Imágenes: Aaron Leitz

Así es por dentro y por fuera la casa de madera del futuro más alta de Madrid

El edificio con sistema estructural de madera más alto de la Comunidad de Madrid ya es una realidad. Las siete alturas de este inmueble situado en la calle Antonio Rodríguez Villa, 8 (El Viso), demuestran que la madera es el pilar básico del último proyecto del estudio de arquitectura Ábaton. Las dimensiones en altura y la necesidad de encajar la estructura entre medianeras han dado como resultado cuatro viviendas únicas, en las que la madera representa el lujo y confort, sin negar el fuerte vínculo con la sostenibilidad y la eficiencia energética.

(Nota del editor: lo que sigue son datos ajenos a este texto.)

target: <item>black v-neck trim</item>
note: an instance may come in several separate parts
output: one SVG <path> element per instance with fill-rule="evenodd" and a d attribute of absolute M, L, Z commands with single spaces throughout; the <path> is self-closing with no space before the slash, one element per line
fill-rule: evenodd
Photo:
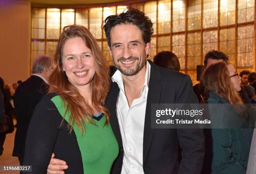
<path fill-rule="evenodd" d="M 97 121 L 99 121 L 100 120 L 101 118 L 103 117 L 104 116 L 104 114 L 103 113 L 101 113 L 100 114 L 100 115 L 98 117 L 95 116 L 93 115 L 92 118 L 94 119 L 95 120 L 96 120 Z"/>

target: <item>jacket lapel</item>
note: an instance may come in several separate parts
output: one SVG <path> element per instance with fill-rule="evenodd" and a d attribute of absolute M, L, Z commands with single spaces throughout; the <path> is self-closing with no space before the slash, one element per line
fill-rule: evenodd
<path fill-rule="evenodd" d="M 116 83 L 111 83 L 111 86 L 108 96 L 105 105 L 110 111 L 110 123 L 111 127 L 119 144 L 119 147 L 121 147 L 123 146 L 123 143 L 116 112 L 116 102 L 120 90 Z"/>
<path fill-rule="evenodd" d="M 159 67 L 151 61 L 148 61 L 151 65 L 150 77 L 148 85 L 148 92 L 144 126 L 143 137 L 143 164 L 145 164 L 148 152 L 150 149 L 151 143 L 155 132 L 155 129 L 151 128 L 151 105 L 159 103 L 162 89 L 161 85 L 158 83 L 161 78 Z"/>

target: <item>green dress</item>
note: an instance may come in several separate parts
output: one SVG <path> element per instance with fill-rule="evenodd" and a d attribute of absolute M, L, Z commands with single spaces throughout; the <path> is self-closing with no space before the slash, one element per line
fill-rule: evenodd
<path fill-rule="evenodd" d="M 61 97 L 56 96 L 51 101 L 64 116 L 66 108 Z M 64 117 L 68 122 L 69 116 L 68 112 Z M 118 143 L 110 125 L 104 126 L 105 121 L 106 117 L 103 116 L 99 121 L 93 120 L 95 125 L 85 121 L 86 133 L 83 135 L 77 125 L 74 126 L 85 174 L 109 174 L 118 154 Z"/>

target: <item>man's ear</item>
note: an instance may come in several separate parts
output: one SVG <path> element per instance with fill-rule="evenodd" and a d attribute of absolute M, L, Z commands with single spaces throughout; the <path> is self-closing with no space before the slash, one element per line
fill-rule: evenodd
<path fill-rule="evenodd" d="M 112 57 L 112 52 L 111 52 L 111 48 L 109 47 L 109 45 L 108 45 L 108 51 L 109 52 L 109 53 L 110 54 L 111 57 Z"/>
<path fill-rule="evenodd" d="M 146 55 L 147 57 L 148 57 L 148 54 L 149 54 L 149 48 L 150 47 L 150 42 L 148 42 L 146 43 L 146 46 L 145 47 L 145 51 L 146 51 Z"/>

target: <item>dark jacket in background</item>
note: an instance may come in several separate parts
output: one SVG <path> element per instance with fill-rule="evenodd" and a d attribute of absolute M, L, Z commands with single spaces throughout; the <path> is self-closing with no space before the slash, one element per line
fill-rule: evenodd
<path fill-rule="evenodd" d="M 26 135 L 34 109 L 48 91 L 48 85 L 36 76 L 32 76 L 20 85 L 15 92 L 13 102 L 17 119 L 13 156 L 23 159 Z"/>
<path fill-rule="evenodd" d="M 234 127 L 236 124 L 232 123 L 240 123 L 245 125 L 248 125 L 248 122 L 242 119 L 231 104 L 214 91 L 210 92 L 207 103 L 218 104 L 208 105 L 211 120 L 223 120 L 218 123 L 226 128 L 211 130 L 212 142 L 211 174 L 245 174 L 253 129 L 228 128 L 228 126 Z"/>
<path fill-rule="evenodd" d="M 0 123 L 3 118 L 5 113 L 3 96 L 2 93 L 2 90 L 0 88 Z"/>

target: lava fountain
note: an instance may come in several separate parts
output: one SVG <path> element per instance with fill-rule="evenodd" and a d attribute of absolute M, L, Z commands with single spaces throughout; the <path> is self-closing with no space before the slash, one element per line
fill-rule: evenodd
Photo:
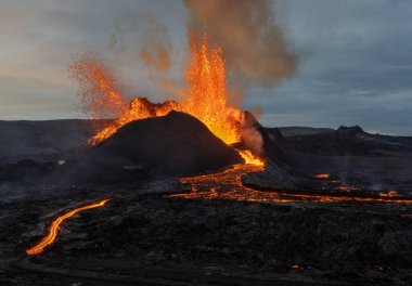
<path fill-rule="evenodd" d="M 76 61 L 70 75 L 80 84 L 79 98 L 85 112 L 92 119 L 117 118 L 96 130 L 89 140 L 95 145 L 115 133 L 124 125 L 149 117 L 164 116 L 170 110 L 188 113 L 199 119 L 226 144 L 242 142 L 246 128 L 245 113 L 228 104 L 226 64 L 220 48 L 210 48 L 206 36 L 198 44 L 190 37 L 191 63 L 185 80 L 188 88 L 181 101 L 154 104 L 145 98 L 127 103 L 116 80 L 95 56 L 89 54 Z M 237 150 L 246 164 L 265 165 L 259 154 L 250 150 Z"/>

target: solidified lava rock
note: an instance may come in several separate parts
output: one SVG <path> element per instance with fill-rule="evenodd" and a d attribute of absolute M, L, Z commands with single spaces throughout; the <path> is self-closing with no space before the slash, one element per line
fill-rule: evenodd
<path fill-rule="evenodd" d="M 91 157 L 95 156 L 124 158 L 163 174 L 196 173 L 243 161 L 204 123 L 179 112 L 125 125 L 93 147 Z"/>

El inmueble cuenta con espacios diáfanos de grandes dimensiones

«La decisión de usar la madera como elemento sustentante del edificio, no solo responde a nuestra conciencia ecológica o a la mayor eficiencia del material por su condición térmica. Tampoco está motivado por la rapidez con la que podemos llevar a cabo la obra o por la mecanización previa de taller. Responde, ante todo, a nuestro deseo de traer a la ciudad su carácter natural», explica En Camino Alonso, directora creativa de Ábaton.

El estudio señala que la madera ha permitido trabajar «con luces estructurales mucho mayores y conseguir espacios diáfanos de mayores dimensiones». Y recalca que resultan «más metros útiles dado que se requieren menores espesores de muro».

Fachada de madera del inmueble

En el interior, en los techos, se queda vista de modo que la sensación higrotérmica es perfecta y acorde al comportamiento natural del cuerpo humano. La textura de lo natural, de lo irregular y su envejecimiento suponen otra singularidad. Incluso el olor y la acústica también son diferentes y especiales.

En cuanto al proceso de construcción, Ábaton sostiene que «permite pensar con más libertad y trabajar con el espacio como si se obtuviera arrancando el vacío del interior de una masa maciza». «El material en sí mismo sustenta y envuelve el espacio, no necesita ser tapado en su interior y muestra la arquitectura de manera honesta, sin artificio», apuntan en un comunicado.